Se esistesse il genere del romanzo musicale, "La regina della musica" di Nicola Mazzacane ne sarebbe sicuramente uno dei principali esponenti. Non solo per la scelta azzeccata di inserire QR code che accompagnano la lettura con le stesse musiche suonate dalla protagonista, Susan Chambers, ma soprattutto perché la musica è ciò che si respira in ogni pagina di questo romanzo.
Susan, infatti, dimostra fin da piccola uno straordinario talento per l'ebanisteria, arte ereditata dalla propria famiglia, ma la sua vera aspirazione si rivela essere la musica.

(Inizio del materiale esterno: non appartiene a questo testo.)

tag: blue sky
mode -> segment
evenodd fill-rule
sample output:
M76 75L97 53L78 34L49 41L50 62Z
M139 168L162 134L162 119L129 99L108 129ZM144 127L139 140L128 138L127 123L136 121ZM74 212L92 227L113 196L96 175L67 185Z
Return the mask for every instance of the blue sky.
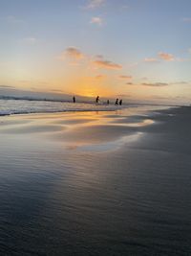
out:
M191 101L191 1L0 0L0 84Z

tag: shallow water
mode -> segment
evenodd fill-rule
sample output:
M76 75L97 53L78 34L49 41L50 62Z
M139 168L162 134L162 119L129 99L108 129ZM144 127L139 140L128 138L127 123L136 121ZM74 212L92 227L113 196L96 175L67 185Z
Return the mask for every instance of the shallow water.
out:
M162 140L157 125L148 124L148 133L117 120L114 113L2 119L1 255L191 255L190 155L174 151L173 134ZM21 127L25 132L14 131Z

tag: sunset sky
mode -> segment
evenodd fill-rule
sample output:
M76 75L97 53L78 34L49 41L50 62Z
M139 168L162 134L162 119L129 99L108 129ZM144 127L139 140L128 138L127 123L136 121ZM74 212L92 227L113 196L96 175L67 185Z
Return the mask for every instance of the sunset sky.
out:
M190 0L0 0L0 87L191 102Z

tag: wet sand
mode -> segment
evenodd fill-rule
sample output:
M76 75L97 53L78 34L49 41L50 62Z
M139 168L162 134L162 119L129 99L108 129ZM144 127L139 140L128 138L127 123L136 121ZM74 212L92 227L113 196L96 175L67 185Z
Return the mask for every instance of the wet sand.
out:
M2 255L190 255L191 107L0 119Z

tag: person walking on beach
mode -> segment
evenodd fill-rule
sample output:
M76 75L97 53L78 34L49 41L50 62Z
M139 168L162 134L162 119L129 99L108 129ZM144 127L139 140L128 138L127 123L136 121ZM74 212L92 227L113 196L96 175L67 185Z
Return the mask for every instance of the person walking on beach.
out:
M98 102L99 102L99 96L96 96L96 104L98 104Z
M115 105L118 105L118 99L116 100L116 104Z

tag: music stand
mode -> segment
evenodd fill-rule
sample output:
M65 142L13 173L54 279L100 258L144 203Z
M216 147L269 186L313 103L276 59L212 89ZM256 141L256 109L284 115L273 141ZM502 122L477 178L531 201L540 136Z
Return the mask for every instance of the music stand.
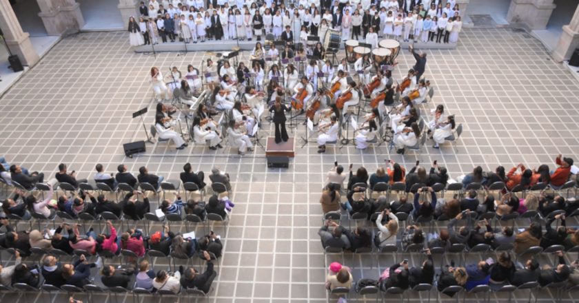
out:
M149 137L149 132L147 132L147 127L145 126L145 121L143 120L143 115L147 113L148 109L147 107L144 107L142 109L139 109L133 113L133 118L140 116L141 117L141 122L143 123L143 129L145 129L145 134L147 135L147 142L154 144L154 143L151 140L151 138Z

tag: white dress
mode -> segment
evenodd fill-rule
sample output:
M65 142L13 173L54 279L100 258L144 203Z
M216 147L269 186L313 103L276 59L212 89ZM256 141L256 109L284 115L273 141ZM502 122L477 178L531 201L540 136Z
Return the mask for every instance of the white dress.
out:
M435 129L434 134L432 135L432 138L434 140L434 142L438 144L442 144L445 143L445 138L447 138L451 134L452 125L448 123L442 127Z

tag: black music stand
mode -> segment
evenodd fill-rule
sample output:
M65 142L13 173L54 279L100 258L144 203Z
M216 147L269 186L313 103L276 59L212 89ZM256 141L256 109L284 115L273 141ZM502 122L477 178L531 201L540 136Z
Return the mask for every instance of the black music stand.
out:
M147 132L147 127L145 126L145 121L143 120L143 115L147 113L148 109L147 107L144 107L142 109L139 109L133 113L133 118L140 116L141 117L141 122L143 123L143 129L145 129L145 134L147 135L147 142L154 144L154 143L151 140L151 138L149 137L149 132Z

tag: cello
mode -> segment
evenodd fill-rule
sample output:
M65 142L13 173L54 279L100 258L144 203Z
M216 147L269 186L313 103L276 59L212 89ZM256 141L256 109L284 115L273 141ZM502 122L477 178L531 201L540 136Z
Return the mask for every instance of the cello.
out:
M342 109L344 108L344 104L346 101L351 99L352 96L352 87L350 87L343 92L340 96L338 97L338 100L336 101L336 106L338 107L338 109Z

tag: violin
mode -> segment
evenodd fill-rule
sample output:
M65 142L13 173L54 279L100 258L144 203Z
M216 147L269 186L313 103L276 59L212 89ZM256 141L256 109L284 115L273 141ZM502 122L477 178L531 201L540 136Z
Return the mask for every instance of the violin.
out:
M351 99L352 96L352 87L348 88L345 91L343 92L342 94L338 97L338 100L336 101L336 106L338 107L338 109L342 109L344 108L344 103L346 103L348 100Z

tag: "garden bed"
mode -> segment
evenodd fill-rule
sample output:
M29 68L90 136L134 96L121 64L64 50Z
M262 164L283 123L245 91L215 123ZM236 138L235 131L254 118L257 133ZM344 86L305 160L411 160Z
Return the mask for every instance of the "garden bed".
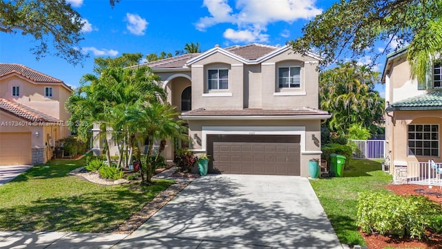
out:
M442 204L442 190L439 186L407 185L387 185L387 190L399 195L424 195L430 200ZM362 233L367 246L370 249L385 248L441 248L442 234L427 231L427 237L419 241L409 237L399 238L394 236L384 236L379 234L367 234Z

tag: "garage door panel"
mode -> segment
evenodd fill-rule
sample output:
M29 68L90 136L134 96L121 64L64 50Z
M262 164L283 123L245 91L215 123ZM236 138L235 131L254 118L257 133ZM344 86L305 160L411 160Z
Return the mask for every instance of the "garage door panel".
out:
M0 166L30 165L30 133L0 133Z
M227 137L227 138L226 138ZM224 136L227 138L229 136ZM213 141L213 167L222 173L300 175L297 142Z

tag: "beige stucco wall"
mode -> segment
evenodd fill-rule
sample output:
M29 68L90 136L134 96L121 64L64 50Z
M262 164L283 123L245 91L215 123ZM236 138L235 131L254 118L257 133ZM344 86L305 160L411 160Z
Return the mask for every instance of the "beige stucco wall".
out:
M391 118L389 118L390 120ZM394 129L392 126L388 127L389 131L392 133L389 138L389 150L390 156L395 165L405 165L406 162L426 162L432 158L436 162L442 162L440 147L440 139L442 132L442 111L396 111L394 118ZM407 126L410 124L439 124L439 156L407 156ZM387 151L388 152L388 151Z
M300 135L302 176L308 176L309 175L309 160L320 158L321 154L320 120L189 120L189 134L191 140L190 149L195 151L197 155L205 154L207 149L204 147L206 138L203 135L203 127L206 130L210 130L213 127L221 127L221 129L224 131L227 134L235 131L235 127L244 127L240 129L243 134L249 134L248 131L260 131L256 132L273 135L284 135L291 132L292 135ZM198 138L196 139L195 134ZM315 138L312 137L312 135L314 135Z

Il connubio fra queste due arti, apparentemente diverse ma in realtà unite da una sostanza comune, è l'elemento più riuscito di tutto il romanzo. La passione di Susan nell'intagliare il legno, e poi nel suonare strumenti fatti di quello stesso legno che ama modellare, catapulta il lettore in un mondo d'altri tempi, fatto di lavoro manuale, di tempi più lenti, ma anche di povertà e di fame, di un'infanzia forse perduta, o forse mai veramente avuta. Senza eccessivo romanticismo o mitizzazione di un presunto passato idilliaco.
Il romanzo, infatti, evoca una sensazione di dolcezza e di magia che però non nasconde la crudezza e la difficoltà della vita del passato. In questo ricorda un po' le fiabe d'altri tempi, che non risparmiavano anche dettagli piuttosto crudi.
Unico appunto che posso fare al romanzo è che, in certi punti, Susan appare forse troppo perfetta, poiché eccelle in qualsiasi cosa che fa e sembra non avere difetti, se non una mania di perfezionismo e una asprezza che si manifesta nella vecchiaia, durante il corso della sua intervista.
Ma d'altronde questo ci permette di vivere e di sognare, almeno nei romanzi, una vita perfetta.